“üç kere üç dokuz eder
bilirsin
birin karesi birdir
kare kökü de
bilirsin
“mutlu aşk yoktur”
bilirsin….
ama baharda ya da dışarıda
sonsuz göğün altında
aşkın aşkla çarpımı
nedendir bilinmez
garip bir biçimde
hep sonsuzdur…”
Turgut Uyar / Sibernetik
***
Hepsi konuşuyor. Bi’şeyler anlatıyorlar çocuksu bir neşeyle. Bazısı karşı cinsin, bazısı doğanın güzelliğinden dem vuruyor. Birisi gereksiz mimik ve jestlerle heyecan içinde aylardır yanında duran kızın ne kadar güzel olduğunu şimdi anladığından bahsediyor. Bir diğeri kavilleşmek derdi içinde konserlerden, yakın tarihli aktivitelere katılmaktan konuşuyor; bunlara katılmak için yandaş aramak derdinde bir yandan. Onlar baharın ayan beyan gelişinin kanıtlarını sunuyorlar aslında fark etmeden. Önümüzde vaktinden çok önce gaza gelip şort giyen bir genç duruyor; bize 24-A sınıfının yerini soruyor. Hep bir ağızdan bağırarak yine gereksiz bir coşkuyla anlatıyorlar sınıfın yerini. Üniversitenin rahatsız kantin sandalyesinden şöyle bir kaykılıp çocuğun dallı böcekli şortuna bakıyorum. O sırada pembe tabanlı parmak arası terlik de giydiğini fark ediyorum. Tamamen emin oluyorum artık baharın geldiğine. Fakat onlar konuşuyor, giyiyor, seviyor bense susuyorum, susuyorum, hep susuyorum. Üstümde kıştan kalmış bir ölü toprağı.
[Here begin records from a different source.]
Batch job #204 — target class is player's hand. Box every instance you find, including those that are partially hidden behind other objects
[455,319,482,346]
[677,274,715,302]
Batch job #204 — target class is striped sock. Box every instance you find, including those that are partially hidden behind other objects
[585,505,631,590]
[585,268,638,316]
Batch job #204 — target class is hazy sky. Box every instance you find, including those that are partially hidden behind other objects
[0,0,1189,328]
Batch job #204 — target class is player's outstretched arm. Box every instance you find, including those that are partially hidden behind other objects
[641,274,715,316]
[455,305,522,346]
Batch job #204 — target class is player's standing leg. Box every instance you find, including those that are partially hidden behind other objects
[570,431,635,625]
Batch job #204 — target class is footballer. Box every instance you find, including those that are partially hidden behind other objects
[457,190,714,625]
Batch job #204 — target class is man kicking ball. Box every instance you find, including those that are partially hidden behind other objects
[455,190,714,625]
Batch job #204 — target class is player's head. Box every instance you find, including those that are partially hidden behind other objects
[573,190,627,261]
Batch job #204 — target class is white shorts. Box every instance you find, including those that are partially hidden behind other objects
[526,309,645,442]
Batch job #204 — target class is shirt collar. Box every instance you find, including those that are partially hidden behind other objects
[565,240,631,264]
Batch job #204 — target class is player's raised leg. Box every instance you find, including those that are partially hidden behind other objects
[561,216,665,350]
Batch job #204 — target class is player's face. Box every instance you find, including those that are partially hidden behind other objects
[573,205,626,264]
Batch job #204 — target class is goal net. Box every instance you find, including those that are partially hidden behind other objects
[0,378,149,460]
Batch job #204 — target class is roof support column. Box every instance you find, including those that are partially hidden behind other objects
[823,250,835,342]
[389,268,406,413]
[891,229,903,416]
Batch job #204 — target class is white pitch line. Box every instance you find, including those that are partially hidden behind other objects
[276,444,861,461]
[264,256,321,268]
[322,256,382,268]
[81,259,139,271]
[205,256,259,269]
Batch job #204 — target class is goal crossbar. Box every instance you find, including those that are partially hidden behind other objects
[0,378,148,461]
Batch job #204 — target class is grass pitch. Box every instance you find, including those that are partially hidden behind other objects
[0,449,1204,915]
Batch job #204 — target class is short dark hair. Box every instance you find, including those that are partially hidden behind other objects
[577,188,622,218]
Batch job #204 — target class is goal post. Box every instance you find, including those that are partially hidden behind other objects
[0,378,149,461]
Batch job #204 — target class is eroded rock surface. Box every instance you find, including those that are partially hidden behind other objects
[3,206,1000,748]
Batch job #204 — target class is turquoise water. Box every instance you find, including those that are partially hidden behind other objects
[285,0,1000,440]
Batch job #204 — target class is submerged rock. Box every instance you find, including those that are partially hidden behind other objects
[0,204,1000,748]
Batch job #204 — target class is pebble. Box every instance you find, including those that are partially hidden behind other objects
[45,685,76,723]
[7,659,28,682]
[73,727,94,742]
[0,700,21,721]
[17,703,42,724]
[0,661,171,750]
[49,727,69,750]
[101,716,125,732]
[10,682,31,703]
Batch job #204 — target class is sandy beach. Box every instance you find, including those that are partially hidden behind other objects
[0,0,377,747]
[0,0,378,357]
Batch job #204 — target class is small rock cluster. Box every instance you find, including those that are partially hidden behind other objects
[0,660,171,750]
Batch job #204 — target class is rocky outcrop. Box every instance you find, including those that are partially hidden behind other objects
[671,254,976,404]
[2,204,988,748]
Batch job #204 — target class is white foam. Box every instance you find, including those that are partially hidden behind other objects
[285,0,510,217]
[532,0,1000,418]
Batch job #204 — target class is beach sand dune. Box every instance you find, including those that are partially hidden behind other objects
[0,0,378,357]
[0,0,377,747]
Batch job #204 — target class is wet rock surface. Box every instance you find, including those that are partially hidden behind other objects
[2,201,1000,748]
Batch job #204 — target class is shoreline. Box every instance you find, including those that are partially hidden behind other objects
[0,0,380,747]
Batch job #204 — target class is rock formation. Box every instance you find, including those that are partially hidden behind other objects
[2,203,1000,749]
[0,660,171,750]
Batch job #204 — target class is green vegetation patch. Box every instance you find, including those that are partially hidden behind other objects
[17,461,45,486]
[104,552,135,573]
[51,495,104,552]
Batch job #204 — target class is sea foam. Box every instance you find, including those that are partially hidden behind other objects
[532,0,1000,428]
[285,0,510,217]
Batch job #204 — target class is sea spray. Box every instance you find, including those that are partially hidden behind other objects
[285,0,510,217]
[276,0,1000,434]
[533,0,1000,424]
Gördüğüm manzara karşısındaki şaşkınlığımı üzerimden atmak için okul hudutlarından çıkıp sigara tellendirmeye karar veriyorum. Kapıdan çıktığımda tatlı sıcak belime belime vuruyor; parlak güneş ışığı eski okul binamızın karanlığından büyümüş göz bebeklerime saldırıyor, gözlerimi kısmak zorunda kalıyorum.
***
( Tam bu noktadan sonra yazar Travis- Love will come through şarkısının dinlenerek yazının okunmasını öneriyor.)
***
Gözlerim yavaş yavaş alışırken ışığa onu görerek sarsılıyorum. Bir gariplik oluyor bünyemde. Kimyam 523 km/saat hızla değişmeye başlıyor. Kalp ritmim bozuluyor. Kulak zarlarım bu ritme ayak uyduruyor. Tüm güzelliğiyle yine gelmiş. Tam karşımda yeşil yeşil bakıyor bana. Koşup hemen doyasıya sarılmak, öpmek istiyorum. Ama yapmıyorum, yapamıyorum. Ritüellerimiz var bizim. Küçük bir oyun aslında aramızda olan biten, tutkuyla dolu, alev alev bir yaz aşkı. Hep aynı şeyler olur; o her sene ansızın gelir, aklımı başımdan alır. Kavuşmayız hemen birbirimize, naz yapar önce. Onu elde etmem için uğraşmam gerekir, onunda benim de olgunlaşmamız gerekir hep. Çünkü ikimizde çok iyi biliriz ki aşk ulaşamadığınca güzeldir. Hemen elde etsem aynı tadı vermez bana, ekşidir, acıdır, başladığım anda tüketeceğimdir onu. Sonuçta keyifsiz, anlamsız bir sevgi olarak geçecektir anı defterime. Bilirim, biliriz…
Oyuna uyarak görmezden geliyorum onu. Ama içimdeki alev alev yanmaya başlayan heyecanı söndüremiyorum. Bir anda onların neler hissettiklerini anlamaya başlıyorum. Vaktinden önce allı güllü rengârenk şort, parmak arası terlik giyen çocuğu bile anlıyorum bir nebze. Hatta o kadar kifayetsizleşiyorum ki içimden çırılçıplak koşarak derse girip; cenk hocayı öpmek geçiyor. Fakat insanlığın, arkadaşlarımın en önemlisi cenk hocanın buna hazır olmadığını düşünerek kendimi engelliyorum.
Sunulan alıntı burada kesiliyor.